ITEM 5.     INTEREST IN SECURITIES OF THE ISSUER

      (a)   The aggregate number of the class of securities identified
            pursuant to Item 1 beneficially owned by Mr. Callahan is 919,900
            shares.

            The aggregate percentage of the class of securities identified
            pursuant to Item 1 beneficially owned by Mr. Callahan is 6.3%.
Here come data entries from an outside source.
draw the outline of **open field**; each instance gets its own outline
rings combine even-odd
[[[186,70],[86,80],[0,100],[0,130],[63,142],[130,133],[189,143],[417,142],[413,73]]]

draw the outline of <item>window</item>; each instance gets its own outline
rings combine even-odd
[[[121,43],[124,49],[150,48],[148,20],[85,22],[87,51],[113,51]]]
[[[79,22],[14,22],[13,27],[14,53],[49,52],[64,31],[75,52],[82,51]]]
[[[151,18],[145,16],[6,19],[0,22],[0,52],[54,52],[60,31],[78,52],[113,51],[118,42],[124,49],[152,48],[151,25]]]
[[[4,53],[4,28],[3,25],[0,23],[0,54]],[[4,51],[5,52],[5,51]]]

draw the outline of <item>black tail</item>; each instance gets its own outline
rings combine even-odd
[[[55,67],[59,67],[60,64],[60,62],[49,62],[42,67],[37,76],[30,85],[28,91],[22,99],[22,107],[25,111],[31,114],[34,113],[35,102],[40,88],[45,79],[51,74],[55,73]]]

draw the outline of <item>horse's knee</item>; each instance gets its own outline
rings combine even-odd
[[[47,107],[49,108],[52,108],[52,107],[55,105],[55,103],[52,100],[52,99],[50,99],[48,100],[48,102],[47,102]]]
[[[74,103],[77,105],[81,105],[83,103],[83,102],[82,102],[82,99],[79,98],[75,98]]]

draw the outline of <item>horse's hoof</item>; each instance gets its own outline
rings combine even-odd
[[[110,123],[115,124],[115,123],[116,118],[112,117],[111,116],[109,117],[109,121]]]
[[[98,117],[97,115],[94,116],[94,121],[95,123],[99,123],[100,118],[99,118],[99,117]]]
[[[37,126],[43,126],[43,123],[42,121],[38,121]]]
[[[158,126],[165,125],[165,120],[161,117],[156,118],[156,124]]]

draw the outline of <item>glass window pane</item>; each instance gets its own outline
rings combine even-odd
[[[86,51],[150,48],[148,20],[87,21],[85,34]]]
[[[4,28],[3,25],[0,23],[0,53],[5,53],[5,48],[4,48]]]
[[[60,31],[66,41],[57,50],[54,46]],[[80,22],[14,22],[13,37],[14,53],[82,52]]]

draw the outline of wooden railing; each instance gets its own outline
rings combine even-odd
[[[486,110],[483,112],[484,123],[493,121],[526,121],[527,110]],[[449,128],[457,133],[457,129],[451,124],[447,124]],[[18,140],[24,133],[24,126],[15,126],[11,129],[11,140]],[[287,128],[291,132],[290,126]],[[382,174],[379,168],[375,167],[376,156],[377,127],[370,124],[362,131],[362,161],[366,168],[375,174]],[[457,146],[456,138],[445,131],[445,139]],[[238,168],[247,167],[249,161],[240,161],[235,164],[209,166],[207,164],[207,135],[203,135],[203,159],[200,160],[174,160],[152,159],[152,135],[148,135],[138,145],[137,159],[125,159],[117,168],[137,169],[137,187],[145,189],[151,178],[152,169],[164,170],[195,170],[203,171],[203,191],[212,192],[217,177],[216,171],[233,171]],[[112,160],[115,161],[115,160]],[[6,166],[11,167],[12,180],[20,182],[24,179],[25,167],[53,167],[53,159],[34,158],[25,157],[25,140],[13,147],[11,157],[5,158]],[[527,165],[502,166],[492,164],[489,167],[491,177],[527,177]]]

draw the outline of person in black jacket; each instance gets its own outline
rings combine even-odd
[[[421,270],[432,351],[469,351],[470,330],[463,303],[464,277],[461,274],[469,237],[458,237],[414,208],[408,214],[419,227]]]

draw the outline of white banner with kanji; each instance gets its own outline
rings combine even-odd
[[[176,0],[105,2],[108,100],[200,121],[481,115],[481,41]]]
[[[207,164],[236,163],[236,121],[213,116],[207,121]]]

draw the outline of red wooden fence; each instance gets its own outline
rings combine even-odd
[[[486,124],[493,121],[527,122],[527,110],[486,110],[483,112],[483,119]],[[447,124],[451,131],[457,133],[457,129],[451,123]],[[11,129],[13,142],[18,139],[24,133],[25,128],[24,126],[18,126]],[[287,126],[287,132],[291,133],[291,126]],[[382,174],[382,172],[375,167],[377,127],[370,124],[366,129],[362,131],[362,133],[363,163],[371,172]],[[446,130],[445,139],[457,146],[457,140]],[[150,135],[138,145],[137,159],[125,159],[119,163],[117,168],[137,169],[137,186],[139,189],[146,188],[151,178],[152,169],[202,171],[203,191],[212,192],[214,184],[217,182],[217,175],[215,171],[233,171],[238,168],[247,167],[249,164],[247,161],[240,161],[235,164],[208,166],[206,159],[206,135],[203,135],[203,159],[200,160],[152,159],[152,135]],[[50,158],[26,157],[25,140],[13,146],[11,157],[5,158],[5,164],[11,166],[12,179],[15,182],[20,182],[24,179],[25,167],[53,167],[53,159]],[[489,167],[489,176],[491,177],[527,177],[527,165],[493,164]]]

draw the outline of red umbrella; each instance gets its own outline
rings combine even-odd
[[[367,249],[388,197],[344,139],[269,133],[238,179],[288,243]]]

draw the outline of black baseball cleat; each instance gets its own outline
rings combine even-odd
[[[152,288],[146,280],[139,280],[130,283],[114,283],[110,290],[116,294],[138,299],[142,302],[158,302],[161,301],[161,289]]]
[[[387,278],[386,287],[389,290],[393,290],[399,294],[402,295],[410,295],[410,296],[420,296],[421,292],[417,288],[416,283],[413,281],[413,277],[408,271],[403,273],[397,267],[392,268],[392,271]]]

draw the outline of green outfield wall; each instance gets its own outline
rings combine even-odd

      (b)   Mr. Callahan provides the following information with respect to
            the shares he reported in response to paragraph (a):

            Number of shares as to which there is sole power to vote or to
            direct the vote:  919,900

            Number of shares as to which there is shared power to vote or
            direct the vote:  -0-

            Number of shares as to which there is sole power to dispose or to
            direct the disposition:  919,900

            Number of shares as to which there is shared power to dispose or
            to direct the disposition:  -0-

      (c)   The following transactions in the securities reported were
            effected in the past sixty days by Mr. Callahan:

            (1)   Larry Callahan
            (2)   11/6/98
            (3)   609,400 shares
            (4)   $0.055 per share
            (5)   Transaction effected through Huntleigh Securities
                  Corporation acting in a principal capacity

            (1)   Larry Callahan
            (2)   12/16/98
            (3)   100,000 shares
            (4)   $0.0405 per share
            (5)   Transaction effected through Huntleigh Securities
                  Corporation acting in a principal capacity

            (1)   Larry Callahan
            (2)   12/29/98
            (3)   110,000 shares
            (4)   $0.0305
            (5)   Transaction effected through Huntleigh Securities
                  Corporation acting in a principal capacity

            (1)   Larry Callahan
            (2)   1/6/99
            (3)   100,500 shares
            (4)   $0.0305
            (5)   Transaction effected through Huntleigh Securities
                  Corporation acting in a principal capacity

      (d)   N/A

      (e)   N/A

ITEM 6.     CONTRACTS, ARRANGEMENTS,
            UNDERSTANDINGS OR RELATIONSHIPS
            WITH RESPECT TO THE ISSUER.

      There are no contracts, arrangements, understandings or relationships
(legal or otherwise) between Mr. Callahan and any person with respect to any
securities of the issuer.


                                    -6-
<PAGE> 7

ITEM 7.     MATERIAL TO BE FILED AS EXHIBITS.

      There are no materials required to be filed as exhibits pursuant to
Items 3, 4 and 6.

                                   SIGNATURE

      After reasonable inquiry and to the best of my knowledge and belief, I
certify that the information set forth in this statement is true, complete
and correct.

(Date)             02/12/1999
             ----------------------------------------

(Signature)        /s/ Larry Callahan
             ----------------------------------------

(Name/Title)
             ----------------------------------------

      The original statement shall be signed by each person on whose behalf
the statement is filed or his authorized representative.  If the statement is
signed on behalf of a person by his authorized representative (other than an
executive officer or general partner of the filing person), evidence of the
representative's authority to sign on behalf of such person shall be filed
with the statement, provided, however, that a power of attorney for this
purpose which is already on file with the Commission may be incorporated by
reference.  The name of any title of each person who signs the statement
shall be typed or printed beneath his signature.

      ATTENTION:  Intentional misstatements or omissions of fact constitute
Federal criminal violations (See 18 U.S.C. Sec. 1001).